Он взошёл на борт в Порт-Адвенте, когда пять членов экипажа не вернулись из увольнения на берег. Кок сказал Дафне, что это бывает. От капитана, который строго запрещает команде играть в карты, свистеть, пить и ругаться, люди бегут, сколько им ни плати. Ужасно видеть, сказал Кокчик, когда такой хороший человек и так ударился в религию. Но именно потому, что Робертс был такой хороший человек и умелый капитан, многие члены экипажа ходили с ним в одно плавание за другим, несмотря на чудовищный и немыслимый запрет на ругань (моряки нашли выход — поставили бочонок с водой у шпигатов и ругались в него, когда становилось невмоготу; Дафна очень старалась, но не могла разобрать всех слов; к концу дня вода в бочонке так нагревалась, что в ней можно было мыться).

Про Кокса знали все. Первого помощника Кокса не нанимали на корабль. Он сам являлся. Даже если вы не нуждались в первом помощнике, потому что у вас уже был один, на нынешнего первого помощника вдруг нападало горячее желание вернуться во вторые помощники, о да, сэр, премного благодарен.

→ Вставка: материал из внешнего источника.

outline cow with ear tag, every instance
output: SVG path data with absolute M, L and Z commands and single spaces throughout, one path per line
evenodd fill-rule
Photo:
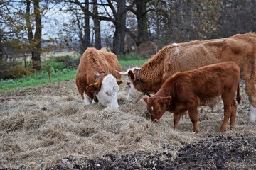
M 250 102 L 249 122 L 256 123 L 255 45 L 256 33 L 247 33 L 164 47 L 141 68 L 133 68 L 122 73 L 127 76 L 127 98 L 134 103 L 144 94 L 156 94 L 163 83 L 178 72 L 233 61 L 239 65 L 240 79 L 245 81 L 245 90 Z
M 205 66 L 194 70 L 181 72 L 169 77 L 152 97 L 144 97 L 151 120 L 159 122 L 163 114 L 174 113 L 174 129 L 178 128 L 181 115 L 188 112 L 193 131 L 199 132 L 198 107 L 214 106 L 220 98 L 223 101 L 224 119 L 220 132 L 235 127 L 237 103 L 241 100 L 239 87 L 240 72 L 233 62 Z
M 105 48 L 87 48 L 81 57 L 75 83 L 85 105 L 100 103 L 104 107 L 119 108 L 117 93 L 122 83 L 117 57 Z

Бесхитростные и простодушные люди принимали за чистую монету восторженные рекомендации других капитанов, не задаваясь вопросом, почему этим капитанам так не терпится спровадить Кокса на другой корабль. Правда, Кокчик сказал, что, по его мнению, Роберте всё знал насчёт Кокса и горел миссионерским пылом: не каждый день выпадает случай спасти такого закоренелого, отборного грешника от геенны огненной.

Возможно, что Кокс, оказавшись на корабле, где трижды в день проводились обязательные молитвенные собрания, преисполнился пылом иного рода чёрным, с язычками пламени по краям. Как говорил Кокчик, зло в одиночку не ходит.

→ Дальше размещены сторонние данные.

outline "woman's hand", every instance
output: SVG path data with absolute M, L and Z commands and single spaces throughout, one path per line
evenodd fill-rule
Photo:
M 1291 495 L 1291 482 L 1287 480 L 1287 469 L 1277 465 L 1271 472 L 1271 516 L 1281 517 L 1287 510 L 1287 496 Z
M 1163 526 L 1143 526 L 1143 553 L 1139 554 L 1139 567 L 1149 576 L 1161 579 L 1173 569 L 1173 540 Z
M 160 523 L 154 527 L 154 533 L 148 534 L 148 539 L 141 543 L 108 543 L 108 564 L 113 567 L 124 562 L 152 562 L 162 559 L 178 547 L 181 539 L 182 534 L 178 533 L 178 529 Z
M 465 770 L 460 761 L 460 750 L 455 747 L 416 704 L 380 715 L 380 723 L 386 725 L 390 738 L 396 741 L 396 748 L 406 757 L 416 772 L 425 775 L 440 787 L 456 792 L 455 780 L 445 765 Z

Как ни удивительно, Кокс охотно посещал молитвенные собрания, присоединял свой голос к общему хору и внимательно слушал. Те, кто его знал, насторожились. Нечестие было для Кокса хлебом и водой, и если не ясно, что он задумал, — жди настоящей беды.

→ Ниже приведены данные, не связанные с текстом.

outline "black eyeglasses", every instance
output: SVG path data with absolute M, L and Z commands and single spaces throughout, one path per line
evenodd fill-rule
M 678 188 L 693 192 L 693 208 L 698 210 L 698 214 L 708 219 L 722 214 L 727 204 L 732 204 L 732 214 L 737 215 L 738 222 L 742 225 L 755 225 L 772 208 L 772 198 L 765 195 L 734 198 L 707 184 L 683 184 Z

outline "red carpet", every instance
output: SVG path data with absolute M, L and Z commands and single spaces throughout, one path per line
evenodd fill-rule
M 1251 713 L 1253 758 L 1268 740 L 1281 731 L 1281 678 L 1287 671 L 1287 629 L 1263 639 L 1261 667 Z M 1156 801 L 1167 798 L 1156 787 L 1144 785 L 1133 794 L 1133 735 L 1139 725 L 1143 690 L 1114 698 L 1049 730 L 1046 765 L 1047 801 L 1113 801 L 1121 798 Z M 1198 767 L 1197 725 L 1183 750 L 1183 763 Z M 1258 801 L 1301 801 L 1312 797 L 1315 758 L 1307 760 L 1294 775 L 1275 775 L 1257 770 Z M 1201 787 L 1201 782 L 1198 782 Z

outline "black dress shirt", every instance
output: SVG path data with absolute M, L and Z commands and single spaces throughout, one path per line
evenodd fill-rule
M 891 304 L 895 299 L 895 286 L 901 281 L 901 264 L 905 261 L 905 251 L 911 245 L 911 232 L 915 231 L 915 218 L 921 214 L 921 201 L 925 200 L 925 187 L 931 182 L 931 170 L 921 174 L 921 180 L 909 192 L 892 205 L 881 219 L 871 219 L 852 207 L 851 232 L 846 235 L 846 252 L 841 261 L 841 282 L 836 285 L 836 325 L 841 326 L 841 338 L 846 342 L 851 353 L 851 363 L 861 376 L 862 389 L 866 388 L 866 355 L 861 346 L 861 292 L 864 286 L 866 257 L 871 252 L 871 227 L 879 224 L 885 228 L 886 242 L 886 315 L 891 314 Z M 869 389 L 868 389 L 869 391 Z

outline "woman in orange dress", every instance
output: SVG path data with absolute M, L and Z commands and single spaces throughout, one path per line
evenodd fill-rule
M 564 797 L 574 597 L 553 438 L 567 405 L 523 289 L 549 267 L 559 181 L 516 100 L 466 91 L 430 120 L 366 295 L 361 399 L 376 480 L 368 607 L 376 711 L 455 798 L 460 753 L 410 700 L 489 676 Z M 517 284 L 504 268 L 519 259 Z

Когда Коксу нечего было делать, он стрелял в живых существ. В птиц, летучих рыб, обезьян — в кого угодно. Однажды на палубу приземлилась большая синяя бабочка, занесённая ветром с какого-то острова. Кокс попал в неё так метко, что остались только два крылышка, а потом подмигнул Дафне, словно ему удался особенно ловкий трюк. У Дафны был такой кузен, звали его Ботни — он не мог пройти мимо лягушки, чтобы её не раздавить, мимо котёнка, чтобы не пнуть его ногой, мимо паука, чтобы его не прихлопнуть. В конце концов Дафна нечаянно сломала Ботни два пальца — придавила лошадкой-качалкой в детской, пообещала напустить ему в штаны ос, если он не исправится, и разразилась слезами, как раз когда прибежали люди. Если человек ведёт свой род от древних воителей, как Дафна, это поневоле придаёт характеру определённую безжалостность.